ただそれを取っ掛かりとして、ちゃんと高低差もあるコースや、アナカタ方向の障害物を考えねばならないコース、さらには重力方向が変化するコースなどもあり、だんだと「4次元空間の把握」を要求してくる。
また我々にはどうやっても「3次元という断面」しか見ることができないが、その視界から4次元空間を上から見下ろすことでアナカタ方向を3次元人で見える角度に変更するボリュームビュー、アナカタ方向を色という要素で表現することで3次元人にも簡易的に4次元視界が得られるようにした通常ビュー、という本気で4次元空間を把握できるツールを提供してくれる。
ノーマルコースを全部回るのは5時間かからないくらいのプレイ時間なのに、プレイ後には「ドラえもんの四次元ポケットは、この4DGolfのシステムではどう見えるか?」なんかが想像できるくらいには4次元を把握できるようになっている自分に驚く。
まったくSFではないのにセンス・オブ・ワンダーがある、真に新しい視点を与えてくれる驚きの作品。
以下ネタバレ。
最終コースは5次元ゴルフになるが、4次元を理解させるには一度プレイヤーをもっと複雑な5次元空間に放り出せばいいという発想が凄い。
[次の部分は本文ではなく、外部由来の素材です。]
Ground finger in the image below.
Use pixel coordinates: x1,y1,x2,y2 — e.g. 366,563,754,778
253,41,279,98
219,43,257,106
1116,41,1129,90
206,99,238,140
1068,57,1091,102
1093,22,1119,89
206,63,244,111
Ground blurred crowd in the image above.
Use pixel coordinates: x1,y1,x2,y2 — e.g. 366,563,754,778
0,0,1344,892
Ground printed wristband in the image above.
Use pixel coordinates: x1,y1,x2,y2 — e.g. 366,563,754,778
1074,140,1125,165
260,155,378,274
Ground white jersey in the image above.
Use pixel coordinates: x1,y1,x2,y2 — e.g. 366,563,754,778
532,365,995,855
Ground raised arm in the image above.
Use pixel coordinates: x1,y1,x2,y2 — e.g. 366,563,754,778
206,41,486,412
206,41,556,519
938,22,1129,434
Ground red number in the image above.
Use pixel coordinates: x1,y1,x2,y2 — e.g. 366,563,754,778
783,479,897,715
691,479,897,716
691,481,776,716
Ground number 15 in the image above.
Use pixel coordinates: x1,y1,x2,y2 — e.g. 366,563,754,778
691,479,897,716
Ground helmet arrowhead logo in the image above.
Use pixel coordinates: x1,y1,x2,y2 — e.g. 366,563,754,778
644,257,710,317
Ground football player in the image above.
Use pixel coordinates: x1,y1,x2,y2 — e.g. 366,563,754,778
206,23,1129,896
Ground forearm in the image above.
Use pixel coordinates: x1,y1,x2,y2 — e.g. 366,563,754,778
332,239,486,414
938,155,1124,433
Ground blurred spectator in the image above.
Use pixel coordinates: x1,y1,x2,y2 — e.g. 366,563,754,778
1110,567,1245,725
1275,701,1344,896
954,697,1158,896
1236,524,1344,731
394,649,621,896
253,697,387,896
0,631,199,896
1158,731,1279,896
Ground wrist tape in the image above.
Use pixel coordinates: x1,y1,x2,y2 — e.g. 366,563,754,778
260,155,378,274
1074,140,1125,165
ちなみに当ゲーム内で、「アナ」と「カタ」は前後左右のように自分の向いている方向を基準とした相対的な方向を指す単語で、「アナ方」と「カタ方」は東西南北のように自分の向いている方向と関係ない絶対的な方向を指す単語である。

このゲームで提供されるツールを使って、1次元視界しか持たない2次元人類向けの「3DGolf」もプレイしてみたくなる。